“No fue una sorpresa, ya lo sabíamos.” Con esa frase, el secretario de Economía, Marcelo Ebrard, intentó convertir un revés en un evento previsto. Su comparecencia en la Mañanera de ayer fue un clásico ejercicio de control de daños al presentar la decisión de Estados Unidos de no renovar el T-MEC por 16 años, hasta 2042, como un escenario esperado y sin riesgos.
Detrás de su optimismo se esconde una contradicción. Su argumento sostiene que el mercado ya había descontado la revisión anual y que nadie debe ponerse nervioso, pero confunde anticipar un riesgo con anular sus efectos.
El mercado puede prever una tormenta y eso no evita que el terreno se inunde.
Las inversiones de capital intensivo, como en las plantas automotrices, infraestructura energética o centros tecnológicos, no se deciden por trimestres. Requieren horizontes de al menos una década para amortizar costos y calcular retornos. Al arrebatarle al tratado su vigencia garantizada de largo plazo, se le quita el ancla que daba estabilidad a la Inversión Extranjera Directa. Ante la duda, el dinero se congela o busca destinos más seguros.
Aún más grave es la pretensión de normalizar las revisiones anuales bajo la premisa de que el incentivo, año con año, es llegar a un acuerdo.
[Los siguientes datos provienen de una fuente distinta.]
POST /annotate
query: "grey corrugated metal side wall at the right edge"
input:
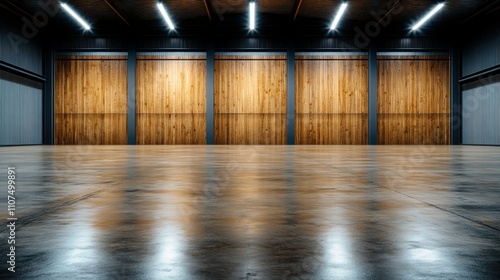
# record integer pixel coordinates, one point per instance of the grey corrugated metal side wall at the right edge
(481, 95)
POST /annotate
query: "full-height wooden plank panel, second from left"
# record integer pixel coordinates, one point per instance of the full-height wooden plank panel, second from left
(171, 100)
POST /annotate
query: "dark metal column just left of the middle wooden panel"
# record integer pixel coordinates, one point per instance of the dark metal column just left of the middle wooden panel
(210, 94)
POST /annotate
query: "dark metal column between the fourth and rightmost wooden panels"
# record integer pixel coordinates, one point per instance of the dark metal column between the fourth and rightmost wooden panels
(372, 95)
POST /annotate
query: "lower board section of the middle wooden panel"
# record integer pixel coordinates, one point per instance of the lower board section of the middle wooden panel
(250, 129)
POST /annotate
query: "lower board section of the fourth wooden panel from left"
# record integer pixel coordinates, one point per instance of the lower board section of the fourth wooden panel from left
(331, 129)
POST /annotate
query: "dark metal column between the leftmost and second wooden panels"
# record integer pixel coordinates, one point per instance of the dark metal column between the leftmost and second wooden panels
(131, 68)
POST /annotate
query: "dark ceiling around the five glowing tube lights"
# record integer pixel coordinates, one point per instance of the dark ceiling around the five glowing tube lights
(142, 16)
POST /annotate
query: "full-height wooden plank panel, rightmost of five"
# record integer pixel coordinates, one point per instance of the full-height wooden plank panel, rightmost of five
(413, 100)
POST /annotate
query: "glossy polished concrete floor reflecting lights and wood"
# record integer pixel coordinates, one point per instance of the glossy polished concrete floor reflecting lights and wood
(253, 212)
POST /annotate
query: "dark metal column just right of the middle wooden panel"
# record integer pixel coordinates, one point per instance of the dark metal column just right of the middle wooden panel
(290, 102)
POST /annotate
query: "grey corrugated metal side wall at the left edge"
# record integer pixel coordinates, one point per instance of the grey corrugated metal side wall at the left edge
(20, 98)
La asimetría bilateral dicta lo contrario. Forzar a México y Canadá a sentarse a la mesa cada 12 meses no busca cooperación eficiente, sino institucionalizar la incertidumbre como mecanismo de presión permanente.
Bajo ese esquema, el motor exportador mexicano queda condicionado. Cada año, EEUU podrá obtener nuevas ventajas bajo la amenaza de no firmar la extensión.
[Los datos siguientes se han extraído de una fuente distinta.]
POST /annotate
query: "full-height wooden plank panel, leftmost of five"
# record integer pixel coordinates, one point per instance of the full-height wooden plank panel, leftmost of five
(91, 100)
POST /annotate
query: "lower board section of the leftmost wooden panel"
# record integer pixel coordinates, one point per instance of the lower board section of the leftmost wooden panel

Basta confrontar a Ebrard con su propio discurso. Hace semanas afirmaba que si Donald Trump no quisiera renovar, ya lo habría dicho. Hoy, consumado el golpe, jura que era algo totalmente previsto. A principios de año vendía una revisión ordenada de seis meses que cerraría el 1 de julio de 2026. Vencido el plazo, el trámite rápido se disfrazó de diálogo constante, de revisión cada año hasta que se resuelva. Su optimismo triunfalista mutó en puro control de daños.
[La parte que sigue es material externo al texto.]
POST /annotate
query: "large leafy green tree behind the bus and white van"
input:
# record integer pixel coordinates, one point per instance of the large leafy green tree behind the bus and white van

El relato choca de frente con el America First de Trump. Ebrard asegura que la salida al déficit comercial de EEUU es fabricar piezas norteamericanas que sustituyan a las asiáticas. Pero Trump exige lo contrario: un piso de 50% de componentes automotrices hechos en suelo estadounidense y un contenido regional de 82%. Entre lo norteamericano y lo estadounidense hay un abismo que revela que Trump abandonó la lógica trilateral. No busca relocalización (nearshoring) para la manufactura mexicana sino repatriar esa producción a EEUU (reshoring) para rescatar su propio empleo industrial, aunque rompa las cadenas de suministro integradas.
Someter el comercio de una nación a un examen aprobatorio cada 365 días ante un gobierno proteccionista no es un escenario bajo control, es un desmantelamiento de nuestra industria, una condena a la maquila básica. La certidumbre no es un lujo accesorio en un tratado de libre comercio, es su columna vertebral. Al vender el fracaso de la prórroga como normalidad institucional, el gobierno no está administrando un éxito sino las condiciones de una incertidumbre perpetua que pagará la planta productiva del país.